How does a 6-foot requirement affect my dating pool?
A six-foot floor removes 85 of every 100 men before any other preference is applied. Combine it with a six-figure income and the pool falls to about 2.7% of adult men. Add an age band and a single-only filter and roughly one in 340 survive.
Which cuts the pool more, height or income?
Height cuts harder at the six-foot mark. A six-foot floor keeps about 14.8% of men against 18% for a $100,000 income. Raise the bar to 6 foot 2 and the gap widens sharply: 4% of men qualify on height, while 8.8% still clear a $150,000 salary.
Does height vary by race in the United States?
Yes, by a few centimetres at the mean. Non-Hispanic White men average 177.4 cm and Non-Hispanic Black men 176.4 cm, while Hispanic men average 169.5 cm and Asian American men 169.7 cm. Small shifts in the mean produce large shifts in the six-foot share.
Do men get shorter as they age?
Yes. Spinal discs compress and posture changes, costing roughly a tenth to a fifth of an inch per decade after 40. Measured averages fall from 176.1 cm for men aged 20 to 39 down to 173.4 cm for men over 60, though generational nutrition explains part of that gap too.
What is the "6-6-6 rule" and does anyone meet it?

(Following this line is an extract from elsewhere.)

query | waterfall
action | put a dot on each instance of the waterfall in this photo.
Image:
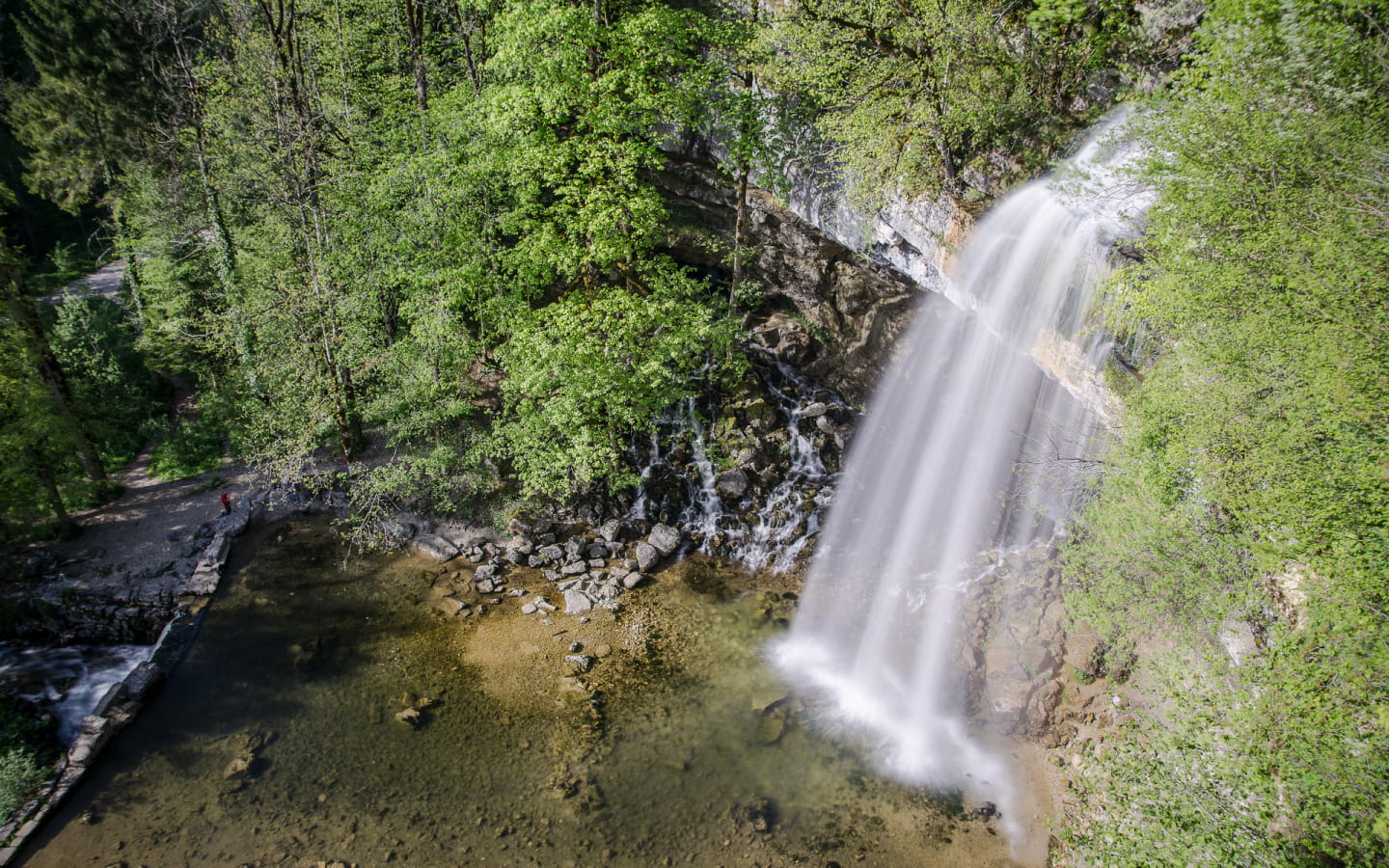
(968, 448)
(679, 476)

The 6-6-6 rule asks for a man who is six feet tall, earns six figures, and has a six-pack. Stacking the three leaves somewhere between 1 in 400 and 1 in 1,000 American men, depending on how strictly you define visible abdominal definition. It began as satire on Twitter and resurfaced on TikTok in 2024.
Is measured height more reliable than self-reported height?
Yes, considerably. Measured surveys such as CDC NHANES use a stadiometer under controlled conditions, while self-reports inflate height by roughly half an inch to a full inch on average. Any statistic drawn from dating profiles or online questionnaires should be treated as an upper bound.
Height is one filter among several, and it is usually the one doing the most damage without anyone noticing. Set your own numbers, watch the pool move, and decide which inch you actually care about.